Carlos Pessoa (foto), Vice-Presidente de Relações Trabalhistas e Sindicais da ABRH-Nacional, alerta que as discussões sobre a redução da jornada de trabalho de 44 para 40 horas semanais não podem se dar de modo simplista e precisam considerar aspectos históricos do trabalho no Brasil.
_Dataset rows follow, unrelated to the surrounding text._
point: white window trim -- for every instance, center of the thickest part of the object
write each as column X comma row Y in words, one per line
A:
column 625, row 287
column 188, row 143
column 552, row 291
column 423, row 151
“Um estudo sobre emprego e desemprego desenvolvido através de um convênio entre o Dieese/Seade e o Ministério do Trabalho entre os anos de 1985 e 2005, portanto com duas décadas de abrangência, revela que a mudança da jornada de 48 para 44 horas levou a um salto no número de trabalhadores que passaram a fazer horas extras no trabalho, que passou de 25% nos anos 80 para 40% nos anos 2000. Isso mostra que não basta mudar, é preciso saber como”, alerta Pessoa.
No próximo dia 7 de maio, Pessoa, acompanhado do Presidente da ABRH-Nacional, Ralph Arcanjo Chelotti, estará em Brasília (DF) para uma reunião com o Ministro do Trabalho, Carlos Lupi, com o objetivo de apresentar proposta de projeto de lei que regulamenta a transição para uma jornada de 40 horas semanais que considera, inclusive, aspectos relativos a horas extras.